Eppure non sono quelli finiti nelle mani del senatore berlusconiano, che avrebbe manifestato l'intenzione di restituirli, i pezzi più pregiati. Su tutti i libri razziati dalla volpe messa a guardia del pollaio spiccano per il valore storico e commerciale, due edizioni originali di un libro di Galileo Galilei, Le operazioni del compasso geometrico e militare edito a Padova nel 1606 e dedicato a Cosimo II. Ce n'erano due sole copie, in Italia. Una nella biblioteca dell'Università di Padova, l'altra in quella dell'Abbazia di Monte Cassino. Le ha rubate tutte e due. Sostituendole, dice, con due copie costruite da un abilissimo falsario.

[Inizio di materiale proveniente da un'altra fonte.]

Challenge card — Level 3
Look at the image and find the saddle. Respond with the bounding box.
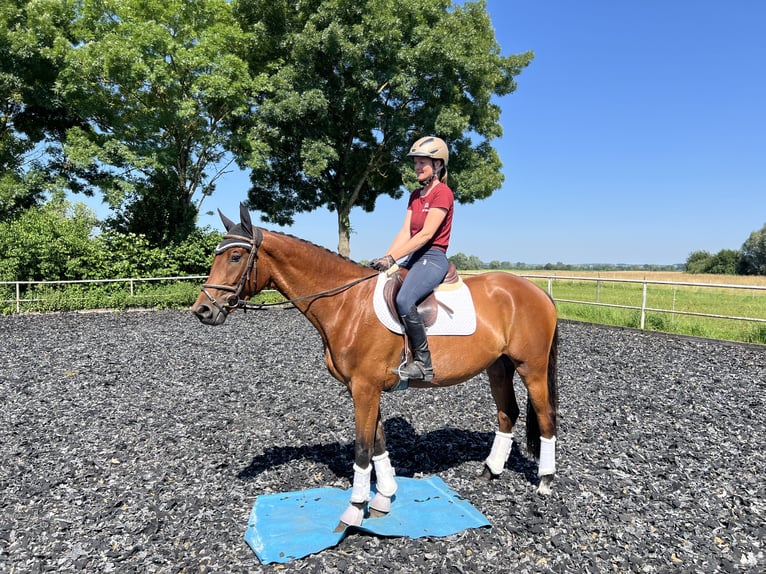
[383,263,460,328]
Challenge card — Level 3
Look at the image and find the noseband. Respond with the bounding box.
[202,227,263,313]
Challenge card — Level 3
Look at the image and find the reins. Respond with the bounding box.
[202,227,378,312]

Il rettore padovano Giuseppe Zaccaria, saputa la notizia, è rimasto di sasso. Possibile? Il fatto è che, se non lo avesse raccontato lo stesso Marino Massimo De Caro nel disperato tentativo di collaborare con Melillo e con i sostituti Michele Fini, Antonella Serio e Ilaria Sasso del Verme, non se ne sarebbe mai saputo nulla. Su un terzo libro di Galilei fatto sparire la magistratura ha già comunque controllato. Dice una relazione alla Procura di Maria Rosaria Grizzuti: «L'esemplare del Sidereus Nuncius di Galilei presente presso la Biblioteca nazionale di Napoli altro non è effettivamente che un fac-simile sostituito all'originale».

Come diavolo faceva, quel ladrone paragonabile solo a Guglielmo Bruto Icilio Timoleone conte Libri-Carucci della Sommaia, forse il più grande saccheggiatore di libri della storia, a rubare pezzi di quel livello? Stando ai giudici, che si chiedono perché l'ispezione ai Girolamini disposta già a febbraio fosse stata insabbiata, De Caro arrivava qua e là preceduto spesso dalla telefonata di raccomandazione di Maurizio Fallace, che al ministero guidava la Direzione generale per le biblioteche. I responsabili di queste biblioteche, tutti con l'acqua alla gola per i tagli radicali alla cultura e desiderosi di parlare finalmente con un inviato del ministro, gli spalancavano le porte. Lui scendeva dall'auto blu e si faceva mostrare i pezzi migliori. Poi, in un momento di distrazione...

I libri fatti sparire, per quanto se ne sa oggi, sarebbero almeno quattromila. Le biblioteche «visitate» moltissime. I soldi incassati dal ladro con tesserino ministeriale una enormità: per il solo anticipo sulla vendita di 450 volumi («c'erano degli erbari, c'erano libri di zoologia, c'erano libri di fisica, c'era il primo libro sull'agopuntura cinese, il primo libro sulla pazzia scritto nel Settecento...») De Caro incassò un milione. Se una parte di quei libri possono essere recuperati, però, appare sempre più sconvolgente il danno fatto, con la complicità di padre Sandro Marsano, l'ex conservatore, alla biblioteca dei Girolamini. Per fare sparire i pezzi più pregiati, circa centomila volumi sono stati spostati e gli antichi cataloghi manomessi, tagliati e raschiati per cancellar le tracce. Una devastazione forse irrimediabile. Il tutto grazie all'«errore» di qualche politico che pensa di poter scegliere gli «esperti» così... Ditecelo: quanti altri Marino Massimo De Caro ci sono in giro?